Marco Mammino – Poesia
La poesia? Espressione, scenografia di vita, copione soggettivo di ogni attore.
La poesia? Espressione, scenografia di vita, copione soggettivo di ogni attore.
La scrittura è l’utile rimasto tra i resti di vita superflua.
Le poesie sprigionano pensieri ed immagini di un mondo parallelo e viaggiano da una mente all’altra, assumendo varie forme e rinnovandosi ogni volta che vengono lette. Sembra quasi che tocchino l’eterno.

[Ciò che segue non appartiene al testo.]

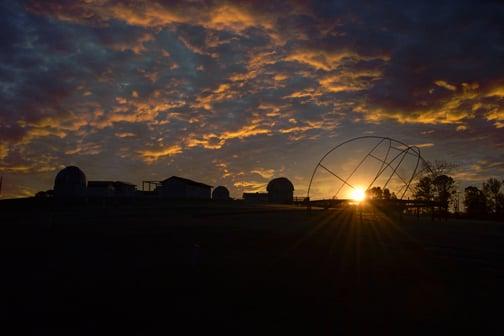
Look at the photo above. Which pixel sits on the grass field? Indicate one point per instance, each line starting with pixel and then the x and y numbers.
pixel 159 268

Molti grandi poeti scrivono per cambiare sé stessi e finiscono per cambiare il resto del mondo.
Non capita di rado che l’ispirazione sia soltanto la musicalità che, secondo noi, dovrebbe avere un determinato pensiero; è così che arriviamo a imbastire una catena di parole che possano, in qualche modo, dare forma a quell’idea che tanto ci affascina. Una volta esaurito il ritmo, però, mandiamo avanti la storia sforzandoci di trovare altre parole, imponendoci di farci venire in mente nuove idee; è proprio così, invece, che la storia finisce col perdere qualcosa di estremamente importante. Paradossalmente, per poter risultare compiuti, molti racconti e poesie dovrebbero rimanere semplicemente incompleti, privi di un finale forzato.
Non ho mai cercato le parole per scrivere un’emozione. Sono loro che, nelle mie notti insonni, mi vengono a trovare.
Bisogna fargliela conoscere, proporgliela, fargliela leggere ai giovani, la poesia. Bisogna creare occasioni di scoperta e di novità. Non si può dire che, soprattutto in questi ultimi anni, non lo si faccia. Ma l’esito è comunque incerto.